Show reparameterized curvature equals curvature up to a sign

[MxwllsPersuasns]

Homework Statement

Let γ: I → ℝ² be a smooth regular curve and let λ = γ ο φ with φ: I_λ → I be a reparameterisation of γ. Show, by using the general formula for curvature of a regular curve that κ_λ = ±κ ο Φ where the ± depends on whether φ is orientation preserving (+) or reversing (-).

Homework Equations

κ = Det{γ',γ''}/{absval(γ')}³

The Attempt at a Solution

So, the way I would approach this problem I guess is by first taking the curvature of γ...
- Though the problem I immediately run into, and did on another problem I just posted, is whether this should be done in general or for a specific case of γ and λ
+ i.e., I would parameterize γ with t perhaps by <acos(t), bsin(t)> then take φ to be something orientation reversing (maybe like φ = -t) and again as something orientation preserving (like maybe φ = t²?) and then show that the curvature of each λ_± equals the curvature of the original curve (up to a sign) reparameterized with Φ.
+ Another question is, why are we using k composed with Φ for the reparameterised curvature when the reparamterization is done by composing with the function φ? Wouldn't the curvature then be something like κ_λ = ±κ ο φ?

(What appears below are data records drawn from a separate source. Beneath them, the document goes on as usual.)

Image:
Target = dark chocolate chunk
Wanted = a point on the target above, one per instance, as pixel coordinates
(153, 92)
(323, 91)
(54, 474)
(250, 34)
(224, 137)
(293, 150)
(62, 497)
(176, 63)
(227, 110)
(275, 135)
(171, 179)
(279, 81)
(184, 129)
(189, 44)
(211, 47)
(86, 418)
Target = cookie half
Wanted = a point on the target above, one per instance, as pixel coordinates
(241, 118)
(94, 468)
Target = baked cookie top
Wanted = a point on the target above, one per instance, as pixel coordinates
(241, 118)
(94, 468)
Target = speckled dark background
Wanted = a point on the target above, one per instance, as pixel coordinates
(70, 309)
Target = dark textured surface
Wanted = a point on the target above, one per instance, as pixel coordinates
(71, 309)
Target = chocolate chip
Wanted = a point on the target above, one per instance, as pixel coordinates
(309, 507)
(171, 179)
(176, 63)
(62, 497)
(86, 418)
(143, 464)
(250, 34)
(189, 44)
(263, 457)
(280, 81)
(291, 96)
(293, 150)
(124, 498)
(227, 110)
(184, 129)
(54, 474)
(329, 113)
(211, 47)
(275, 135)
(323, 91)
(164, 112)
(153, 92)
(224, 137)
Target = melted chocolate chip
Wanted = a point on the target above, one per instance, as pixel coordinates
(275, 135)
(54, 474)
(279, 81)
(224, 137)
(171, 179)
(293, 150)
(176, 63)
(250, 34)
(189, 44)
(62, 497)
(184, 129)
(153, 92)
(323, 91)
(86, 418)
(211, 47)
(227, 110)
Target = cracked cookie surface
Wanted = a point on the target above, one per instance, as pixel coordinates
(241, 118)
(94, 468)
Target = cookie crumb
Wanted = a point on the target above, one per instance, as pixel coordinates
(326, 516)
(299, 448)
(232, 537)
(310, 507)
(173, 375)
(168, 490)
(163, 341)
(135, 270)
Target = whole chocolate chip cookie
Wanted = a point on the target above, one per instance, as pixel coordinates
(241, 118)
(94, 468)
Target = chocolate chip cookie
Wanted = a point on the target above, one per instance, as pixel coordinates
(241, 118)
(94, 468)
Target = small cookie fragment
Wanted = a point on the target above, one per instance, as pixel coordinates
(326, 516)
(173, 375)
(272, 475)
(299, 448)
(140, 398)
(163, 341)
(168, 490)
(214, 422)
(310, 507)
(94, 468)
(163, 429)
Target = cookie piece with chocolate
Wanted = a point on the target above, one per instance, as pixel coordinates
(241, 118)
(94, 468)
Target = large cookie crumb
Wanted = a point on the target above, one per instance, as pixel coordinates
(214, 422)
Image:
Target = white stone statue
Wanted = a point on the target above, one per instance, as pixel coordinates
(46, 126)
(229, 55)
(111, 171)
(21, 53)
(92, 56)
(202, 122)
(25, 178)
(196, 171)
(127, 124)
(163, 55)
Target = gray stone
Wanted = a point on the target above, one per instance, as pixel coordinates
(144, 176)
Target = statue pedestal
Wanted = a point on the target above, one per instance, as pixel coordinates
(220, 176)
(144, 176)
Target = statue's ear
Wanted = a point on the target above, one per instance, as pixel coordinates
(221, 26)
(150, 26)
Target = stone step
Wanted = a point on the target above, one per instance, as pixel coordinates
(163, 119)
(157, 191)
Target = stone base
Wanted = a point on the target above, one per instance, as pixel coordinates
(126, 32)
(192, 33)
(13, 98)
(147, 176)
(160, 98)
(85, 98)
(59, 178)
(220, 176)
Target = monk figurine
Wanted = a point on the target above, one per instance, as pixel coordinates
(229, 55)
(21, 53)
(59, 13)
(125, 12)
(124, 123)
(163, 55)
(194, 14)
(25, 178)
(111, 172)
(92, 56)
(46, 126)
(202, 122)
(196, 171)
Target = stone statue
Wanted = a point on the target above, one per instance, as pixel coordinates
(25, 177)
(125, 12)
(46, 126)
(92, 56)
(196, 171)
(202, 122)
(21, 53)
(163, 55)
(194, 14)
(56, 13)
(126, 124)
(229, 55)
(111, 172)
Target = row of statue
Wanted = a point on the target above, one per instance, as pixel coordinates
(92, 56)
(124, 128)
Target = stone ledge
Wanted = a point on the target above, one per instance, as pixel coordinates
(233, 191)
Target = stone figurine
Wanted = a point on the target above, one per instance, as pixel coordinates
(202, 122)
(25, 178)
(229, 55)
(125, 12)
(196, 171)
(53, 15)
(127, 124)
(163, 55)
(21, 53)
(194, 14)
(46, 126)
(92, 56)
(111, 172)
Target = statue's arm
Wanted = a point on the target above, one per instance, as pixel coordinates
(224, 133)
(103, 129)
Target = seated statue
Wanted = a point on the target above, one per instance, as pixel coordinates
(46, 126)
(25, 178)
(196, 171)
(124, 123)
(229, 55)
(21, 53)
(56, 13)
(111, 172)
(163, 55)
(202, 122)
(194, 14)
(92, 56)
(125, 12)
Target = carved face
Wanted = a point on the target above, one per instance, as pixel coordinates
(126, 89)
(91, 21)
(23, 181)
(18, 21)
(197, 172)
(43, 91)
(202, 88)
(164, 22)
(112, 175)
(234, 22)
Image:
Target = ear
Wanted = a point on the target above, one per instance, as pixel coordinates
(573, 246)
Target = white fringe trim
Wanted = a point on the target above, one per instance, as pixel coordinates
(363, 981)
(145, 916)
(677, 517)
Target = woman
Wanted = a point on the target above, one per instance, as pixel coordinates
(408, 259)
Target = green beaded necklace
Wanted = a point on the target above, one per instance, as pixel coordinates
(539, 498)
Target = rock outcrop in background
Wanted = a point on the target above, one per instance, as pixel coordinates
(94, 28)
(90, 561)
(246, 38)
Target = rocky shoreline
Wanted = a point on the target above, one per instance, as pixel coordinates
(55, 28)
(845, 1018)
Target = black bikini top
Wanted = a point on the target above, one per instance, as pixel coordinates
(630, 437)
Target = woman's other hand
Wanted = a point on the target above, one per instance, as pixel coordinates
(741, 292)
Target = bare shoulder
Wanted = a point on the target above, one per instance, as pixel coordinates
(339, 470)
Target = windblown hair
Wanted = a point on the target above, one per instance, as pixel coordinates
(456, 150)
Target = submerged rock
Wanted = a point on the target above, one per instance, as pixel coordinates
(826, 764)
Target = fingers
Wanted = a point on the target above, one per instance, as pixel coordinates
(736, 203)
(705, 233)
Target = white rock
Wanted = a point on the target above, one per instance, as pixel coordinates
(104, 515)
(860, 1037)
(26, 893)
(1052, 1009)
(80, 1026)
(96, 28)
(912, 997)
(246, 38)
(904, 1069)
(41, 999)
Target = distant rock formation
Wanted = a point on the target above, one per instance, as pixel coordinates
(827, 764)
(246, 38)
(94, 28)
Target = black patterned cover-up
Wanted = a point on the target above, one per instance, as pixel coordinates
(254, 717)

Any help or guidance is extremely appreciated I'm having a bit of trouble grasping how to start and where to go with this.

 

[mighty2000]

Thanks!To start, we can use the given formula for curvature to find the curvature of γ:

κ = Det{γ',γ''}/{absval(γ')}3

Next, using the chain rule, we can find the curvature of λ:

κλ = Det{λ',λ''}/{absval(λ')}3

Now, we need to express λ in terms of γ and φ. Since λ = γ ο φ, we can substitute this into the above equation:

κλ = Det{(γ ο φ)',(γ ο φ)''}/{absval((γ ο φ)')}3

Using the chain rule again, we can expand (γ ο φ)' and (γ ο φ)'':

κλ = Det{(γ'φ' + γ''φ),(γ''φ' + γ'''φ + γ'φ'')}/{absval(γ'φ' + γ''φ)}3

Now, using the properties of determinants, we can simplify this expression to:

κλ = Det{γ',γ''}/{absval(γ')}3 * Det{φ',φ''}/{absval(φ')}3

Since κ = Det{γ',γ''}/{absval(γ')}3, we can substitute this into the above equation to get:

κλ = κ * Det{φ',φ''}/{absval(φ')}3

Now, we can consider the orientation of φ. If φ is orientation preserving, then φ' and φ'' will have the same sign. This means that Det{φ',φ''} will be positive. Similarly, if φ is orientation reversing, then φ' and φ'' will have opposite signs, and Det{φ',φ''} will be negative.

Therefore, if φ is orientation preserving, κλ = κ * Det{φ',φ''}/{absval(φ')}3 = κ * (+1) = κ. And if φ is orientation reversing, κλ = κ * Det{φ',φ''}/{absval(φ')}3 = κ * (-1) = -κ.

This shows that the curvature of the reparameterised curve λ is equal to the curvature of the original curve γ, up to a sign depending on the orientation of φ. This is what we wanted to prove.

Hope this helps! Let me know if you have any further questions.